Last time we looked at some reasons why lossy compression is considered bad for music, and we looked at one possible quick and dirty way to compress. This time we’ll introduce the concept of lossless compression.

I’ll first point out that even if this seems like a paradoxical notion, everyone already believes it can be done. We use it all the time when we compress files on our computers by zipping them. Of course, this results in a smaller file, but no one thinks when they unzip they will have lost information. This means that there must exist ways to do lossless compression.

Today’s example is a really simple and brilliant way of doing it. It will have nothing to do with music for now, but don’t think of this as merely a toy example. Huffman coding is actually used as a step in mp3 encoding, so it relates to what we’ve been discussing.

Here’s the general idea. Suppose you want to encode (into binary) text in the most naive way possible. You assign A to 0, B to 1, C to 10, D to 11, etc. When you get to Z you’ll have 11001. This means that you have to use 5 bits for every single letter. “CAT” would be 00010 00000 10011.

To encode “CAT” we did something dumb. We only needed 3 letters, so if we had chosen ahead of time a better encoding method, maybe C = 00, A = 01, T = 10, then we could encode the text as 00 01 10. In other words, we compress our data without losing any information by a clever choice of encoding 00010 00000 10011 -> 000110.

I know your complaint already. Any sufficiently long text will contain every letter, so there is no way to do better than that original naive method. Well, you’re just not being clever enough!

Some letters will occur with more frequency than others. So if, for example, the letter “s” occurs with frequency 100 and then the next most frequent letter occurs 25 times, you will want to choose something like “01” for “s”. That way the smallest number of bits is used for the most frequent letters.

Ah, but the astute reader complains again. The reason we couldn’t do this before is because we won’t be able to tell the difference in a long string between two frequent letters: 10 01, and a single less-frequent letter: 1001. This was why we needed all 5 bits when we used the whole alphabet.

This is a uniqueness problem.

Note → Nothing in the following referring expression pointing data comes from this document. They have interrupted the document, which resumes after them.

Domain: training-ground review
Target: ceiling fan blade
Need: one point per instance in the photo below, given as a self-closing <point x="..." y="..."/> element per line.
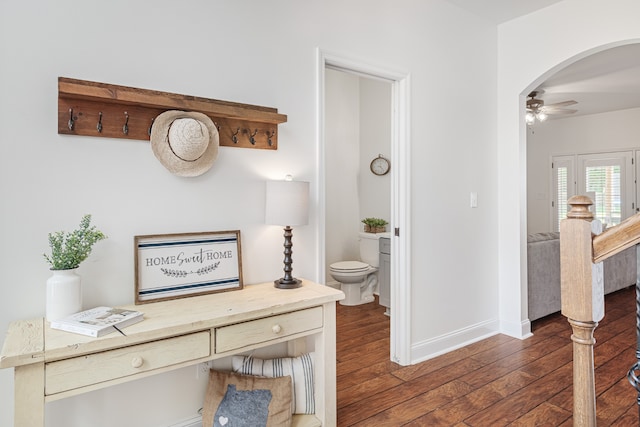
<point x="561" y="104"/>
<point x="558" y="112"/>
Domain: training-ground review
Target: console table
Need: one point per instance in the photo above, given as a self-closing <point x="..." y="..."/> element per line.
<point x="51" y="364"/>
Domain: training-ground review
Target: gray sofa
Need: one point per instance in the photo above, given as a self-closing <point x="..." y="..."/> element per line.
<point x="543" y="271"/>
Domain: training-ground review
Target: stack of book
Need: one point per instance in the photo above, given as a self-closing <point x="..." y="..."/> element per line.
<point x="98" y="321"/>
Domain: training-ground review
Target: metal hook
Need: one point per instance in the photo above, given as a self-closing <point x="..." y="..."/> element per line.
<point x="71" y="121"/>
<point x="125" y="128"/>
<point x="270" y="136"/>
<point x="99" y="125"/>
<point x="252" y="140"/>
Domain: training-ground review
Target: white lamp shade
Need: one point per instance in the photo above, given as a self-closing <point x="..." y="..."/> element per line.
<point x="287" y="203"/>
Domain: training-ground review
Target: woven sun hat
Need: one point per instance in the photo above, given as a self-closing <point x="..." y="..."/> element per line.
<point x="186" y="143"/>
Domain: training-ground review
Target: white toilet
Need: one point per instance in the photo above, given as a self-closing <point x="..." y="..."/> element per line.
<point x="358" y="279"/>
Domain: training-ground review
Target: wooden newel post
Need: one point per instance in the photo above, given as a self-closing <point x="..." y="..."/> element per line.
<point x="582" y="292"/>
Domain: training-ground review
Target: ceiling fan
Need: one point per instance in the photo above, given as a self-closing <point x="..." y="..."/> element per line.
<point x="537" y="110"/>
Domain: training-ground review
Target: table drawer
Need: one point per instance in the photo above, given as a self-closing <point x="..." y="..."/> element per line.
<point x="269" y="328"/>
<point x="69" y="374"/>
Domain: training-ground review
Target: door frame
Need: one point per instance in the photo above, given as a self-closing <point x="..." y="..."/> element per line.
<point x="400" y="339"/>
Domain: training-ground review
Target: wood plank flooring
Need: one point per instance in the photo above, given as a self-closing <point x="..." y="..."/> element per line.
<point x="499" y="381"/>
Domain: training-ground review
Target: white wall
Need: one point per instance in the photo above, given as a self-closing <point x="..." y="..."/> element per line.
<point x="595" y="133"/>
<point x="252" y="52"/>
<point x="358" y="128"/>
<point x="342" y="157"/>
<point x="530" y="49"/>
<point x="375" y="139"/>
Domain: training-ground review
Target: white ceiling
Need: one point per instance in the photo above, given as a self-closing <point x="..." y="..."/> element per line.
<point x="605" y="81"/>
<point x="498" y="11"/>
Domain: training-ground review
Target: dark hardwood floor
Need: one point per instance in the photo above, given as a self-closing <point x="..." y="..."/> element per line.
<point x="495" y="382"/>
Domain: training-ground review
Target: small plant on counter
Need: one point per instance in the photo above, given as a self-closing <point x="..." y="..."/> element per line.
<point x="374" y="225"/>
<point x="68" y="250"/>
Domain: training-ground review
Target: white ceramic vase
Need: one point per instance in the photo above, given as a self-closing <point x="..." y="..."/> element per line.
<point x="64" y="294"/>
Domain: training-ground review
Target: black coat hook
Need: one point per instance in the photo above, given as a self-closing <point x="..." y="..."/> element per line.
<point x="270" y="137"/>
<point x="71" y="121"/>
<point x="125" y="128"/>
<point x="252" y="140"/>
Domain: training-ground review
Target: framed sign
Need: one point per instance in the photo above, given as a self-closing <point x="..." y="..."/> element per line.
<point x="170" y="266"/>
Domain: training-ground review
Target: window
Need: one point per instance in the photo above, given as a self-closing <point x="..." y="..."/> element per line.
<point x="608" y="178"/>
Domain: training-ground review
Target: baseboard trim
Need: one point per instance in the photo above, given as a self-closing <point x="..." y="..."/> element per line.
<point x="520" y="330"/>
<point x="333" y="284"/>
<point x="191" y="422"/>
<point x="437" y="346"/>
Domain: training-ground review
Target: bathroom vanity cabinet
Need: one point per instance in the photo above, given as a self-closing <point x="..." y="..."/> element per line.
<point x="384" y="273"/>
<point x="51" y="364"/>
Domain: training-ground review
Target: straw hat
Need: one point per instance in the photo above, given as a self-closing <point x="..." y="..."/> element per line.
<point x="186" y="143"/>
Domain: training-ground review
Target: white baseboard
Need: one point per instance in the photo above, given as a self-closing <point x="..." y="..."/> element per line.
<point x="520" y="330"/>
<point x="434" y="347"/>
<point x="191" y="422"/>
<point x="333" y="284"/>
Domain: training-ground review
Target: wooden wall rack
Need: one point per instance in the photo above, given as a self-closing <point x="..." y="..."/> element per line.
<point x="111" y="111"/>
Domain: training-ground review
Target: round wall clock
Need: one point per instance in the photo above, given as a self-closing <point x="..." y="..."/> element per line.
<point x="380" y="166"/>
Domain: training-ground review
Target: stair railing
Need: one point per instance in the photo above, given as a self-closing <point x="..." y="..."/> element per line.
<point x="583" y="247"/>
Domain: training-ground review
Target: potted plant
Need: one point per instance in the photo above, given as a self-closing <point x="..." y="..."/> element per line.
<point x="68" y="250"/>
<point x="374" y="225"/>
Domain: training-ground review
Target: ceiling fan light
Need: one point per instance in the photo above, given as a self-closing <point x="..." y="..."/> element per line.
<point x="529" y="117"/>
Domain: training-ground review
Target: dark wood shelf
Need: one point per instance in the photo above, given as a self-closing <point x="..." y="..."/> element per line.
<point x="89" y="104"/>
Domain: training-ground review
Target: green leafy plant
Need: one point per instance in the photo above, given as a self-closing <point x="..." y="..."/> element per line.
<point x="68" y="250"/>
<point x="374" y="222"/>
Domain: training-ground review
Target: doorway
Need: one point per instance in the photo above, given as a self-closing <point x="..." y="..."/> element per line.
<point x="399" y="224"/>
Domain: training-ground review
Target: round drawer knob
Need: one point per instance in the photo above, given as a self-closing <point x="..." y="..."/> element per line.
<point x="136" y="362"/>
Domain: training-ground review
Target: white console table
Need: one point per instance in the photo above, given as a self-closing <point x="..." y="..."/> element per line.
<point x="51" y="364"/>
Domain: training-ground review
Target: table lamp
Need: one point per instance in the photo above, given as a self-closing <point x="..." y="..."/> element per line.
<point x="287" y="205"/>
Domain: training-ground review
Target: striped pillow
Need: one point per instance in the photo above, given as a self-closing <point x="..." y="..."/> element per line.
<point x="300" y="369"/>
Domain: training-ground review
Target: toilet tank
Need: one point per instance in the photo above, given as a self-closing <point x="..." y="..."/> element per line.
<point x="369" y="248"/>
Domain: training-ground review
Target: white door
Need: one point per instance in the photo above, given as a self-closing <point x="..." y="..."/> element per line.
<point x="564" y="186"/>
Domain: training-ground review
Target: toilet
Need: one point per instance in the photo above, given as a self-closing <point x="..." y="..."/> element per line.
<point x="358" y="279"/>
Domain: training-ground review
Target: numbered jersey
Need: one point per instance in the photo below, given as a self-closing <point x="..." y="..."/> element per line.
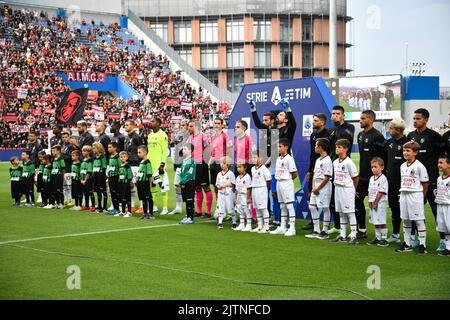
<point x="284" y="167"/>
<point x="243" y="184"/>
<point x="344" y="172"/>
<point x="412" y="176"/>
<point x="260" y="176"/>
<point x="226" y="178"/>
<point x="58" y="165"/>
<point x="443" y="190"/>
<point x="378" y="185"/>
<point x="323" y="168"/>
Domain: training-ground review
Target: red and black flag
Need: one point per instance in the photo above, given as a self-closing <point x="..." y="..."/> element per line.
<point x="71" y="106"/>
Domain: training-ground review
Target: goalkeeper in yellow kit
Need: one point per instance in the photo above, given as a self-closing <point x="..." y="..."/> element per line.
<point x="158" y="147"/>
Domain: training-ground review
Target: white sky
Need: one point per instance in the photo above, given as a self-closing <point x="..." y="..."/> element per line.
<point x="382" y="27"/>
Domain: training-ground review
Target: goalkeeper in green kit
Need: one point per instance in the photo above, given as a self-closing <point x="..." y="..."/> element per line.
<point x="158" y="146"/>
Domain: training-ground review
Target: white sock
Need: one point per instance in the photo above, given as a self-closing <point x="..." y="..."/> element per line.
<point x="326" y="219"/>
<point x="407" y="232"/>
<point x="377" y="233"/>
<point x="383" y="233"/>
<point x="248" y="214"/>
<point x="179" y="199"/>
<point x="259" y="214"/>
<point x="343" y="220"/>
<point x="133" y="196"/>
<point x="315" y="217"/>
<point x="422" y="231"/>
<point x="283" y="215"/>
<point x="290" y="207"/>
<point x="447" y="241"/>
<point x="266" y="218"/>
<point x="353" y="224"/>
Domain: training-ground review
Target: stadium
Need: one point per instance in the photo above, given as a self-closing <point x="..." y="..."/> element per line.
<point x="183" y="100"/>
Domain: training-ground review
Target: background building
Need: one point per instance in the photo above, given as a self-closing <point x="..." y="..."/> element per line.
<point x="235" y="42"/>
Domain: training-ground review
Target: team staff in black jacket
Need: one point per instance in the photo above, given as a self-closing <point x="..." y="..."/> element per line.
<point x="341" y="130"/>
<point x="394" y="150"/>
<point x="132" y="141"/>
<point x="319" y="121"/>
<point x="371" y="144"/>
<point x="430" y="149"/>
<point x="446" y="141"/>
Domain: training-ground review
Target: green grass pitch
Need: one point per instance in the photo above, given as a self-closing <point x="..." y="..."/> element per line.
<point x="122" y="258"/>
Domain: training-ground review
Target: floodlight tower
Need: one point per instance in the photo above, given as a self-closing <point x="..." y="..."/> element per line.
<point x="333" y="40"/>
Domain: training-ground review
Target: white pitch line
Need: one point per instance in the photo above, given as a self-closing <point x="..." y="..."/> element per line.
<point x="93" y="233"/>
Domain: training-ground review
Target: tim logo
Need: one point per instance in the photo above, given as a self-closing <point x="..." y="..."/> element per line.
<point x="276" y="96"/>
<point x="70" y="107"/>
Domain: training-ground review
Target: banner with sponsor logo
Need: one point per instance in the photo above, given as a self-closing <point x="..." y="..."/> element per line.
<point x="71" y="106"/>
<point x="86" y="76"/>
<point x="306" y="97"/>
<point x="19" y="128"/>
<point x="172" y="102"/>
<point x="186" y="106"/>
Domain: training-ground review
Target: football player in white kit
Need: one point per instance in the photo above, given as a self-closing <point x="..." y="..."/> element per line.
<point x="285" y="173"/>
<point x="261" y="179"/>
<point x="321" y="190"/>
<point x="443" y="203"/>
<point x="413" y="188"/>
<point x="378" y="190"/>
<point x="225" y="183"/>
<point x="345" y="182"/>
<point x="243" y="197"/>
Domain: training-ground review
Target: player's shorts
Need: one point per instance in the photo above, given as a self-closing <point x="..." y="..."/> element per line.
<point x="225" y="203"/>
<point x="344" y="199"/>
<point x="285" y="191"/>
<point x="411" y="206"/>
<point x="443" y="218"/>
<point x="176" y="179"/>
<point x="68" y="179"/>
<point x="259" y="197"/>
<point x="323" y="199"/>
<point x="143" y="188"/>
<point x="242" y="205"/>
<point x="378" y="216"/>
<point x="214" y="170"/>
<point x="165" y="186"/>
<point x="202" y="174"/>
<point x="135" y="171"/>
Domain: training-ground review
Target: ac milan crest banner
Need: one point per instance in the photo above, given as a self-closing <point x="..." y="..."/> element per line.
<point x="71" y="107"/>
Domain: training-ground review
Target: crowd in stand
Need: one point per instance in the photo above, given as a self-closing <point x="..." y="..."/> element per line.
<point x="35" y="48"/>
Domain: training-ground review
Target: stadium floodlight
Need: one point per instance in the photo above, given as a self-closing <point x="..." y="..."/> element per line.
<point x="417" y="68"/>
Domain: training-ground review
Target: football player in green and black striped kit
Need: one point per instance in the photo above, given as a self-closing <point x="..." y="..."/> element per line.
<point x="27" y="179"/>
<point x="143" y="182"/>
<point x="112" y="176"/>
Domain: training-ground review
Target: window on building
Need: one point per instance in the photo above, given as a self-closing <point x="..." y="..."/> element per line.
<point x="235" y="57"/>
<point x="208" y="58"/>
<point x="161" y="30"/>
<point x="208" y="32"/>
<point x="262" y="29"/>
<point x="235" y="30"/>
<point x="263" y="57"/>
<point x="235" y="81"/>
<point x="306" y="29"/>
<point x="307" y="56"/>
<point x="286" y="57"/>
<point x="286" y="74"/>
<point x="285" y="30"/>
<point x="186" y="54"/>
<point x="182" y="32"/>
<point x="263" y="76"/>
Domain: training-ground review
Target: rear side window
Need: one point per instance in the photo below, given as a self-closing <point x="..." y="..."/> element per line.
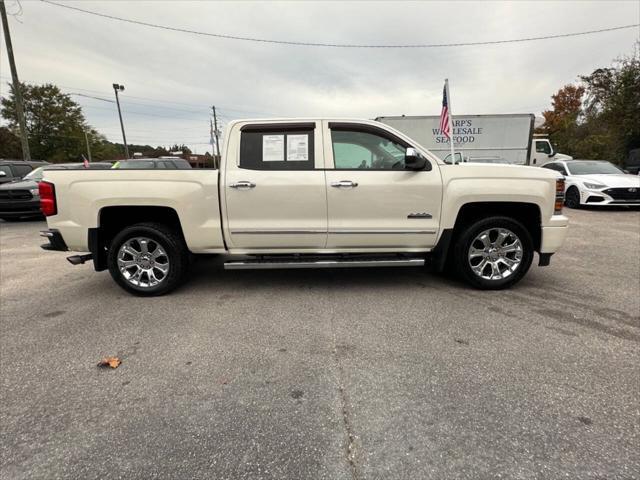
<point x="181" y="164"/>
<point x="277" y="149"/>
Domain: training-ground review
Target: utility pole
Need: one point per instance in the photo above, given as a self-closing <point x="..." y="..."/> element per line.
<point x="17" y="92"/>
<point x="86" y="138"/>
<point x="117" y="88"/>
<point x="215" y="132"/>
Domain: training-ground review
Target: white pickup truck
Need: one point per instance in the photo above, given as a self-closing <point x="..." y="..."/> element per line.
<point x="308" y="194"/>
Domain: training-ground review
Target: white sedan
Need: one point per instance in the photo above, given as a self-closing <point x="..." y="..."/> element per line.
<point x="596" y="182"/>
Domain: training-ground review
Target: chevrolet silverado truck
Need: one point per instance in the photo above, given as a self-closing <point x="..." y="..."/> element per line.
<point x="308" y="194"/>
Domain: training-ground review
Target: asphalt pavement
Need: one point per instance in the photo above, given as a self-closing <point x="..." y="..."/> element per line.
<point x="343" y="374"/>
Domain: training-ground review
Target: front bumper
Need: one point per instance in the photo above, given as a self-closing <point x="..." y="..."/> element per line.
<point x="601" y="197"/>
<point x="554" y="234"/>
<point x="56" y="242"/>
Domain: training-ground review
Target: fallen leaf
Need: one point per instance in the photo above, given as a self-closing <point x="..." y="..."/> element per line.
<point x="112" y="362"/>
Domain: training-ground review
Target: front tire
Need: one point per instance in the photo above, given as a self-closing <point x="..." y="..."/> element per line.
<point x="493" y="253"/>
<point x="148" y="259"/>
<point x="572" y="198"/>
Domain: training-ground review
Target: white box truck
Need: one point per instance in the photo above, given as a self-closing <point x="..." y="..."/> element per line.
<point x="506" y="138"/>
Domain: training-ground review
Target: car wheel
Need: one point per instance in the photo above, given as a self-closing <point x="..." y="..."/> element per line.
<point x="572" y="198"/>
<point x="148" y="259"/>
<point x="493" y="253"/>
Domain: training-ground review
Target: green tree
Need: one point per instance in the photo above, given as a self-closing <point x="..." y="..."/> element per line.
<point x="561" y="122"/>
<point x="599" y="119"/>
<point x="55" y="123"/>
<point x="612" y="107"/>
<point x="10" y="146"/>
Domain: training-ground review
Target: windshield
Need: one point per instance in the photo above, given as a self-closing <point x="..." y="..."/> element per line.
<point x="35" y="175"/>
<point x="134" y="164"/>
<point x="593" y="168"/>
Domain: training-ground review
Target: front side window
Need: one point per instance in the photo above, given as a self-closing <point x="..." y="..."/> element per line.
<point x="277" y="149"/>
<point x="22" y="170"/>
<point x="593" y="168"/>
<point x="354" y="149"/>
<point x="543" y="147"/>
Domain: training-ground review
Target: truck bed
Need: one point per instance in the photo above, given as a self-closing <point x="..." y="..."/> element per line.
<point x="191" y="194"/>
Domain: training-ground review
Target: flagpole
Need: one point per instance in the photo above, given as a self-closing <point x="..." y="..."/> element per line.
<point x="453" y="154"/>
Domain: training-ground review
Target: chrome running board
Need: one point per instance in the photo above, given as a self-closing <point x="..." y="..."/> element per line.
<point x="272" y="264"/>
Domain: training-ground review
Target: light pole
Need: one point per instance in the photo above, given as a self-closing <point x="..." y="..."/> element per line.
<point x="17" y="92"/>
<point x="117" y="87"/>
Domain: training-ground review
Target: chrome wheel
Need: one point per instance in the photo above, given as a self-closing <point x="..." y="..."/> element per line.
<point x="143" y="262"/>
<point x="495" y="254"/>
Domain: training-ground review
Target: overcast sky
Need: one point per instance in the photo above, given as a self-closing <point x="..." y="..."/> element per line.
<point x="85" y="54"/>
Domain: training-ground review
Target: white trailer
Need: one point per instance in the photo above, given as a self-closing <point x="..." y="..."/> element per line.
<point x="504" y="138"/>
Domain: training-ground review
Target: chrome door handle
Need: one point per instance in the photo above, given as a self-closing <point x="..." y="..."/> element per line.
<point x="344" y="184"/>
<point x="243" y="185"/>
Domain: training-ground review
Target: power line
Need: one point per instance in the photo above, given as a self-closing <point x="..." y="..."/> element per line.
<point x="153" y="100"/>
<point x="337" y="45"/>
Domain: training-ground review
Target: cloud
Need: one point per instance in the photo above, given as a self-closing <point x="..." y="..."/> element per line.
<point x="244" y="79"/>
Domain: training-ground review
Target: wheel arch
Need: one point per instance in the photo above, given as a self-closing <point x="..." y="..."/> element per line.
<point x="113" y="219"/>
<point x="528" y="214"/>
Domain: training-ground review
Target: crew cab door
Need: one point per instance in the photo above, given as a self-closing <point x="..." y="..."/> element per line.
<point x="274" y="187"/>
<point x="373" y="201"/>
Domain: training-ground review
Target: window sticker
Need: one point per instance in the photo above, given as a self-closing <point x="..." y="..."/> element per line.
<point x="297" y="148"/>
<point x="273" y="148"/>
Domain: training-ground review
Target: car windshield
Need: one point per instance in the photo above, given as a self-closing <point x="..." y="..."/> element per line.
<point x="593" y="168"/>
<point x="35" y="175"/>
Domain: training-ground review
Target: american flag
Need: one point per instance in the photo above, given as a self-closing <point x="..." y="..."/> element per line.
<point x="445" y="126"/>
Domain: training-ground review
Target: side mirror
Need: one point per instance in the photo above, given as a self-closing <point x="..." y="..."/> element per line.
<point x="413" y="160"/>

What we do is not allow “01” to be a prefix on an assigned string once we’ve assigned it. This way, when we encounter 01, we stop. We know that is the letter “s” because no other letter begins “01”.

Of course, what ends up happening is that we have to go to much more than 5 bits for some letters, but the idea is that they will be used with such infrequency and the 2 and 3 bit letters used with such high frequency that it ends up saving way more space than if we stuck to 5.

Now you should be asking two questions: Is it provably smaller and is there some simple algorithm to figure out how to assign a letter to a bit sequence so that the uniqueness and smallness happens? Yes to both!

We won’t talk about proofs, since this is a series “by example.” But I think the algorithm to generate the symbol strings to encode is pretty neat.

Let’s generate the Huffman tree for “Titter Twitter Top” (just to get something with high frequency and several “repeat” frequencies).

First, make an ordered list of the letters and their frequencies: (T:7), (I:2), (E:2), (R:2), (W:1), (O:1), (P:1).

Now we will construct a binary tree with these as leaves. Start with the bottom 2 as leaves and connect them to a parent with a placeholder (*) and the sum of the frequencies. Then insert this new placeholder into the correct place on the list and remove the two you used:

Now repeat the process with the bottom two on the list (if a node is on the list already, use it in the tree):

Keep repeating this process until you’ve exhausted the list and you will get the full binary tree we will use:

Now to work out how to encode each letter, write a 0 on every left edge and a 1 on every right edge. Descend from the top to the letter you want and write the digits in order. This is the encoding. So T = 1, I = 000, R = 010, E = 011, W = 0011, O = 00101, and P = 00100. Test it out for yourself. You will find there is no ambiguity because each string of digits used for a letter never appears as a prefix of another letter.

Also, note that the letter that occurs with the highest frequency is a single bit, and the bits needed gets longer only as the frequency gets less. The encoding for Titter Twitter Top with this Huffman code is 39 bits whereas the naive encoding is 80. This compresses to half the space needed and loses no information!

We won’t get into the tedious details of how computers actually store information to see that there are lots of subtleties we’ve ignored for executing this in practice (plus we have to store the conversion table as part of the data), but at least we’ve seen an example of lossless compression in theory. Also, there was nothing special about letters here. We could do this with basically any information (for example frequencies in a sound file).